TPP: Transparent Page Placement for CXL-Enabled Tiered-Memory

Hasan Al Maruf,Hao Wang,Abhishek Dhanotia,Johannes Weiner,Niket Agarwal,Pallab Bhattacharya,Chris Petersen,Mosharaf Chowdhury,Shobhit Kanaujia,Prakash Chauhan

The increasing demand for memory in hyperscale applications has led to memory becoming a large portion of the overall datacenter spend. The emergence of coherent interfaces like CXL enables main memory expansion and offers an efficient solution to this problem. In such systems, the main memory can constitute different memory technologies with varied characteristics. In this paper, we characterize memory usage patterns of a wide range of datacenter applications across the server fleet of Meta. We, therefore, demonstrate the opportunities to offload colder pages to slower memory tiers for these applications. Without efficient memory management, however, such systems can significantly degrade performance. We propose a novel OS-level application-transparent page placement mechanism (TPP) for CXL-enabled memory. TPP employs a lightweight mechanism to identify and place hot/cold pages to appropriate memory tiers. It enables a proactive page demotion from local memory to CXL-Memory. This technique ensures a memory headroom for new page allocations that are often related to request processing and tend to be short-lived and hot. At the same time, TPP can promptly promote performance-critical hot pages trapped in the slow CXL-Memory to the fast local memory, while minimizing both sampling overhead and unnecessary migrations. TPP works transparently without any application-specific knowledge and can be deployed globally as a kernel release. We evaluate TPP in the production server fleet with early samples of new x86 CPUs with CXL 1.1 support. TPP makes a tiered memory system performant as an ideal baseline (<1% gap) that has all the memory in the local tier. It is 18% better than today's Linux, and 5-17% better than existing solutions including NUMA Balancing and AutoTiering. Most of the TPP patches have been merged in the Linux v5.18 release.
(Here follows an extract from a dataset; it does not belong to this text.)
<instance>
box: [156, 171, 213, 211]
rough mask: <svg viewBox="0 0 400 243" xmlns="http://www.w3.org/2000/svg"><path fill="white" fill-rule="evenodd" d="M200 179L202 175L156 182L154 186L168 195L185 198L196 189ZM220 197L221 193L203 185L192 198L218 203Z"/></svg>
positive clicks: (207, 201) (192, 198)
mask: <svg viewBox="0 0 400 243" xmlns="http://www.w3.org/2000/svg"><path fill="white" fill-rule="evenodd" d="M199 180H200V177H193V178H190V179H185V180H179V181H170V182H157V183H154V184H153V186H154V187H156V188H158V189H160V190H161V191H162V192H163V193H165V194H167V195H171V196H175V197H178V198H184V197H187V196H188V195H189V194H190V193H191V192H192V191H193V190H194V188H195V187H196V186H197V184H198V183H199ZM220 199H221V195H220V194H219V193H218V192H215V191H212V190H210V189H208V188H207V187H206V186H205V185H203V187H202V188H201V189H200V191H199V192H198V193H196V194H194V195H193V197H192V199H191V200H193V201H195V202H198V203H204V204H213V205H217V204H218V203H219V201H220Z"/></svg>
翻译：超大规模应用中日益增长的内存需求导致内存成为整体数据中心支出的重要组成部分。CXL等一致性接口的出现使主存扩展成为可能，并为该问题提供了高效解决方案。在此类系统中，主存可由特性各异的不同内存技术构成。本文对Meta服务器集群中广泛的数据中心应用进行了内存使用模式分析，从而展示了将这些应用中的冷页卸载至更慢速内存层的可行性。然而，若缺乏高效的内存管理，此类系统将显著降低性能。我们针对CXL内存提出了一种新颖的操作系统级应用透明页面放置机制（TPP）。TPP采用轻量级机制识别冷/热页并将其置于合适的内存层，实现了从本地内存到CXL内存的主动降级。该技术确保了新页面分配所需的内存空间——这些分配通常与请求处理相关且具有短暂存活和高温特性。同时，TPP能及时将滞留在慢速CXL内存中的性能关键热页提升至快速本地内存，同时最小化采样开销和不必要迁移。TPP无需任何应用特定知识即可透明运行，可作为内核版本全球部署。我们利用支持CXL 1.1的新型x86 CPU早期样本在生产服务器集群中评估了TPP。TPP使分片内存系统的性能接近将所有内存置于本地层的理想基线（差距<1%），比当前Linux提高18%，比包括NUMA Balancing和AutoTiering在内的现有方案提高5-17%。大部分TPP补丁已合入Linux v5.18版本。